When and how global oil production will peak has been debated, making it difficult to anticipate emissions from the burning of fuel and to precisely estimate its impact on the climate. To better understand how emissions might change in the future, Pushker Kharecha and James Hansen of NASA’s Goddard Institute for Space Studies in New York considered a wide range of fossil fuel consumption scenarios.

The research shows that the rise in carbon dioxide from burning fossil fuels can be kept below harmful levels as long as coal emissions are phased out globally within the next few decades. Previous research has shown that a dangerous level of global warming will occur if carbon dioxide in the atmosphere exceeds a concentration of about 450 parts per million.

To better understand the possible trajectory of future carbon dioxide, Kharecha and Hansen devised five carbon dioxide emissions scenarios that span the years from 1850 to 2100.

Satellites show sources and sinks of atmospheric carbon dioxide across Earth, measured here in 2003. High concentrations are shown in red and lower concentrations are shown in blue.

The first scenario estimates carbon dioxide levels if emissions from fossil fuels are unconstrained and grow by two percent annually until half of each reservoir has been recovered, after which emissions begin to decline by two percent annually.

The second scenario considers a situation in which coal emissions are reduced first by developed countries starting in 2013, and then by developing countries a decade later, leading to a global phaseout by 2050 of coal emissions that reach the atmosphere.

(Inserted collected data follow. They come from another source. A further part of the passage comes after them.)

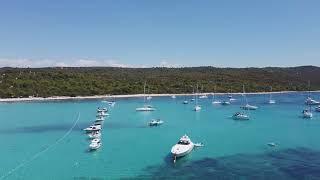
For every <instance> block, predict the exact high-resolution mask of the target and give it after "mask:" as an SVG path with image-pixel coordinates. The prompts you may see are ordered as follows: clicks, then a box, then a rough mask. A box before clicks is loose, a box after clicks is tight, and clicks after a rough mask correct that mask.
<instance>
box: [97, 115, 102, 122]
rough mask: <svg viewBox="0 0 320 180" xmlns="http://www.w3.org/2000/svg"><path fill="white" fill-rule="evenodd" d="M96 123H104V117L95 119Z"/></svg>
mask: <svg viewBox="0 0 320 180" xmlns="http://www.w3.org/2000/svg"><path fill="white" fill-rule="evenodd" d="M96 121H104V117H102V116H100V117H98V118H97V119H96Z"/></svg>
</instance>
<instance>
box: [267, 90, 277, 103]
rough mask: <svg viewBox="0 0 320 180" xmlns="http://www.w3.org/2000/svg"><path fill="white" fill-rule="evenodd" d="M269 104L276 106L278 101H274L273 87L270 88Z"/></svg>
mask: <svg viewBox="0 0 320 180" xmlns="http://www.w3.org/2000/svg"><path fill="white" fill-rule="evenodd" d="M268 103H269V104H275V103H276V100H274V99H272V86H271V87H270V95H269V102H268Z"/></svg>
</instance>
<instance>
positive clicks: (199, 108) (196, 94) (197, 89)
mask: <svg viewBox="0 0 320 180" xmlns="http://www.w3.org/2000/svg"><path fill="white" fill-rule="evenodd" d="M200 110H201V106H200V105H198V84H197V93H196V105H195V106H194V111H200Z"/></svg>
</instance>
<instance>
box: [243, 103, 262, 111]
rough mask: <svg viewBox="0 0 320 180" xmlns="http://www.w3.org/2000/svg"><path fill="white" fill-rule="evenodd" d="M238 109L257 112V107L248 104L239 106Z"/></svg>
mask: <svg viewBox="0 0 320 180" xmlns="http://www.w3.org/2000/svg"><path fill="white" fill-rule="evenodd" d="M240 108H241V109H244V110H257V109H258V107H257V106H252V105H250V104H246V105H245V106H241V107H240Z"/></svg>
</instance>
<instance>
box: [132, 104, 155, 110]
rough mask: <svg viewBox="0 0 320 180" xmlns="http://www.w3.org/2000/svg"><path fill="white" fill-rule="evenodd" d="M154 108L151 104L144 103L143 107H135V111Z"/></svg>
mask: <svg viewBox="0 0 320 180" xmlns="http://www.w3.org/2000/svg"><path fill="white" fill-rule="evenodd" d="M155 110H156V109H155V108H154V107H152V106H151V105H144V106H143V107H140V108H136V111H155Z"/></svg>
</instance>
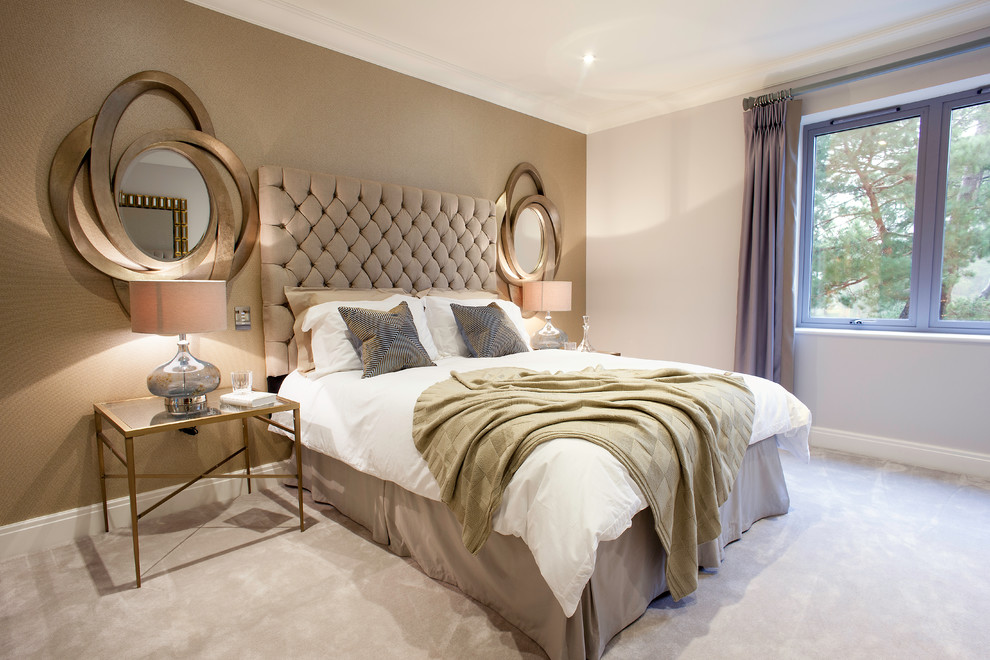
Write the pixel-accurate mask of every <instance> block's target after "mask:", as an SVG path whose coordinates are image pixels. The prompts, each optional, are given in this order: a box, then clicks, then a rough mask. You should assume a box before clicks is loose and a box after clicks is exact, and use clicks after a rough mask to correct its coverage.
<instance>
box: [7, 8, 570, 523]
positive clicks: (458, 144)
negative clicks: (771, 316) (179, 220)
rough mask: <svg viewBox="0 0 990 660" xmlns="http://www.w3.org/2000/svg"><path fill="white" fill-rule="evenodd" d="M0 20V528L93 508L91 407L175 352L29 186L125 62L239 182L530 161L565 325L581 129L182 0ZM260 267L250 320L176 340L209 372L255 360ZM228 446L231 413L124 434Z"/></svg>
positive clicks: (149, 446)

The remaining three scenarios include the above-mentioned phaseout of coal, but consider different scenarios for oil use and supply. One case considers a delay in the oil peak by about 21 years to 2037. Another considers the implications of fewer-than-expected additions to proven reserves due to overestimated reserves, or the addition of a price on emissions that makes the fuel too expensive to extract. The final scenario looks at emissions from oil fields that peak at different times, extending the peak into a plateau that lasts from 2020-2040.

The researchers suggest that the results illustrated by each scenario have clear implications for reducing carbon dioxide emissions from coal, as well as “unconventional” fuels such as methane hydrates and tar sands, all of which contain much more fossil carbon than conventional oil and gas.